But Meg knew her—and her situation—well enough to know how she really felt. "The fund could still get high enough for you to pay off the taxes or, at least, to put in a bid at the auction," Meg said, clearly attempting to inject some hope.
"It could," Jenna said without any more confidence than Meg had shown, smiling at her friend's weak optimism when they both knew neither of those possibilities was likely. Otherwise, they wouldn't be packing up.
The Bowen Farm Fund was an account initiated by an old friend of her father's. People could make donations to save the farm. There were several thousand dollars in it, but it was nowhere near forty thousand, and unless it reached the full amount of the tax debt, that money would be returned to the donors.
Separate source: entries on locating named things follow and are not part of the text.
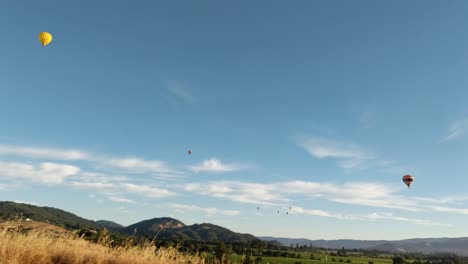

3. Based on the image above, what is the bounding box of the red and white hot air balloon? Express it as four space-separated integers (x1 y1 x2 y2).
403 175 414 189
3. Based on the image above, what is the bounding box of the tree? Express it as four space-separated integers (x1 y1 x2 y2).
242 255 253 264
393 256 406 264
257 241 265 256
215 241 228 263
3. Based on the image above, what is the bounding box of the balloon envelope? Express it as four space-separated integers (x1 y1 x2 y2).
402 175 414 188
37 32 52 47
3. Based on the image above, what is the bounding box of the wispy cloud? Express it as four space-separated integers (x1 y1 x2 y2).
108 196 134 204
0 145 91 160
289 206 450 226
183 181 289 205
69 175 177 198
169 203 240 216
300 137 375 169
359 111 375 128
13 200 38 206
101 157 173 173
190 158 247 172
0 162 80 184
431 206 468 215
167 82 195 103
358 213 451 227
439 119 468 143
183 178 468 217
0 145 184 180
121 183 176 198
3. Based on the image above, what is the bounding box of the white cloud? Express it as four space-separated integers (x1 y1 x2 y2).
439 119 468 143
121 183 176 198
0 145 91 160
359 111 375 128
183 181 289 205
108 196 134 204
0 162 80 184
183 181 438 211
190 158 246 172
0 145 183 180
169 203 240 216
13 200 38 206
167 82 195 102
300 137 374 169
104 157 175 173
364 213 451 227
70 181 118 191
430 206 468 215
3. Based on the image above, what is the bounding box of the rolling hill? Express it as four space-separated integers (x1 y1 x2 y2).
260 237 468 256
121 217 258 242
0 201 258 242
0 201 468 256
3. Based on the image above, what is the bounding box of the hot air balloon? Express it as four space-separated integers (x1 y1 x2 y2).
403 175 414 189
37 32 52 47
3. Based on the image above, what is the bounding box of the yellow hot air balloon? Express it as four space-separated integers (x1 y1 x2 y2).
37 32 52 47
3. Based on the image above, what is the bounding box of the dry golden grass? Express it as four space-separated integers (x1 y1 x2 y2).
0 222 205 264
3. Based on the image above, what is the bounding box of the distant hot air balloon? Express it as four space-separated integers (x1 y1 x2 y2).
403 175 414 189
37 32 52 47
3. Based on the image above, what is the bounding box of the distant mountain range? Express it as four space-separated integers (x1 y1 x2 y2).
259 237 468 256
0 202 258 242
0 201 468 256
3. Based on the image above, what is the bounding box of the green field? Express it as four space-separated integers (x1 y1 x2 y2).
225 254 392 264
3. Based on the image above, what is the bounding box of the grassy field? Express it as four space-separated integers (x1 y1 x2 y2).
0 223 205 264
0 222 398 264
229 254 393 264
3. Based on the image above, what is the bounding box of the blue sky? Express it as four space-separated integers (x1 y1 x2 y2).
0 0 468 239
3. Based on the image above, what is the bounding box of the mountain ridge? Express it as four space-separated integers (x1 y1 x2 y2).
0 201 468 256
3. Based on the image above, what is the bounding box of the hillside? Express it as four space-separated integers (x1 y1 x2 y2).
260 237 468 256
96 220 124 231
0 202 257 242
0 201 103 229
122 217 257 242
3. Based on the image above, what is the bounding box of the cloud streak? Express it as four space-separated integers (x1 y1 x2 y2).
0 145 92 160
299 137 375 169
439 119 468 143
0 162 80 184
167 82 195 103
190 158 247 173
169 203 240 216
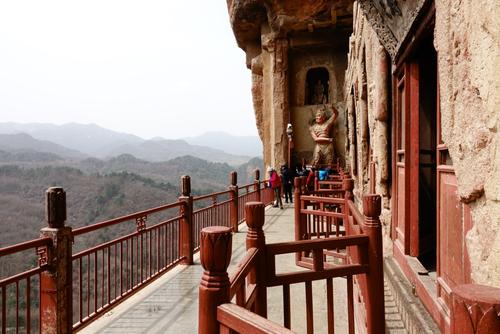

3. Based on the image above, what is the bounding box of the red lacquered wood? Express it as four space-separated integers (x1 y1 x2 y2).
179 175 193 264
39 187 73 333
198 226 232 334
217 303 293 334
245 202 267 317
305 281 314 334
451 284 500 334
363 194 385 333
229 171 239 232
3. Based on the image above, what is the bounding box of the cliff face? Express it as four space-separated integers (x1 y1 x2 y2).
434 0 500 287
228 0 352 166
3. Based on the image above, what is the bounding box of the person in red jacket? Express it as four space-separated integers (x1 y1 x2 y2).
267 167 283 209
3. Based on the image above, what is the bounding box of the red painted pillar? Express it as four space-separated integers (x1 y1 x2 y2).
253 169 261 202
37 187 73 333
229 171 239 233
245 202 267 318
342 174 354 235
450 284 500 334
363 194 385 333
198 226 232 334
179 175 196 264
293 176 305 262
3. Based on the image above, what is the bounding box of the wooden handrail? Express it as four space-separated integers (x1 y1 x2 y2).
217 303 295 334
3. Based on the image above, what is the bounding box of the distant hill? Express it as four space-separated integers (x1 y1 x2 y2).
184 131 262 157
0 123 262 166
0 122 144 157
0 133 86 159
77 154 263 192
0 150 64 164
0 166 179 247
107 139 250 165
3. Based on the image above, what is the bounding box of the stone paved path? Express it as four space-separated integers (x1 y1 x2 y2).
80 205 406 334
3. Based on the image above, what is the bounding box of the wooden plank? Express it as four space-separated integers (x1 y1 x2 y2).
266 235 368 256
217 303 294 334
305 281 314 334
266 264 369 287
283 284 292 329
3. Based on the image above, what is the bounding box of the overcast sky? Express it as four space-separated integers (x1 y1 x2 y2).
0 0 257 138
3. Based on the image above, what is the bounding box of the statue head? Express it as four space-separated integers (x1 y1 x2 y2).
315 108 326 124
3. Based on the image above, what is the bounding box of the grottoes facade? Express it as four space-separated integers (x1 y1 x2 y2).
228 0 500 331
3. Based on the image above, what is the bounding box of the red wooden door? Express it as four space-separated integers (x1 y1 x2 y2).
393 68 409 253
393 63 419 256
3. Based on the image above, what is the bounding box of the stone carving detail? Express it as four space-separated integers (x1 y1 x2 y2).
359 0 398 60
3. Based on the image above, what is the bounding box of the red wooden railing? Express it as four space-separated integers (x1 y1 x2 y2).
0 171 270 334
295 171 384 333
199 192 385 333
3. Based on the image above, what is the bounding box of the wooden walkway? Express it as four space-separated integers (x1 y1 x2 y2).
80 204 406 334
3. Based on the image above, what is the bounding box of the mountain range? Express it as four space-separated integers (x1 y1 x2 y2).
0 122 262 166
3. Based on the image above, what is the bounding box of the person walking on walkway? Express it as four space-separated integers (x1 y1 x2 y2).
267 167 283 209
281 164 294 203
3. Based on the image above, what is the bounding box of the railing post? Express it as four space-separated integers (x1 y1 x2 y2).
293 177 304 261
37 187 73 333
198 226 232 334
179 175 194 265
229 171 239 233
245 202 267 318
342 174 354 235
253 169 262 202
450 284 500 334
363 194 385 333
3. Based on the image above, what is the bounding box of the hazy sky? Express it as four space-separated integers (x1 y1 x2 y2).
0 0 257 138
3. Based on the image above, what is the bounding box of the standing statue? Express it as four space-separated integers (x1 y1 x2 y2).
309 104 339 166
312 80 326 104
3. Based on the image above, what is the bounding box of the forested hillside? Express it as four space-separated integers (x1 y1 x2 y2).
0 166 178 247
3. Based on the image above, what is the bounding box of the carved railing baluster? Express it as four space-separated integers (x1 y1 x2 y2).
198 226 232 334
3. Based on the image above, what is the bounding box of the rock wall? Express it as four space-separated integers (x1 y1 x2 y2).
434 0 500 287
344 7 392 254
290 48 347 165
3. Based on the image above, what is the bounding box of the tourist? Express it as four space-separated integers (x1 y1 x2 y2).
267 167 283 209
281 164 294 203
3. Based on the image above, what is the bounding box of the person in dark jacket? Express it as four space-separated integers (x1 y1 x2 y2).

"Nope," Jenna shot down what she knew her friend was going to say.
Meg said it anyway. "You could sell to the Kincaid Corporation and make enough money, even after paying off the back taxes, to buy a threebedroom house right now."
Jenna shook her head. "I have enough to feel guilty about. I won't add not honoring my father's last wish to the list."
Meg didn't respond to that. Instead, glancing over Jenna's head in the direction of the living room as if something had caught her eye, she said, "Speak of the devil Well, not that Ian Kincaid is the devil—he's actually really great."
Jenna swiveled on her rump until she had the same view Meg had.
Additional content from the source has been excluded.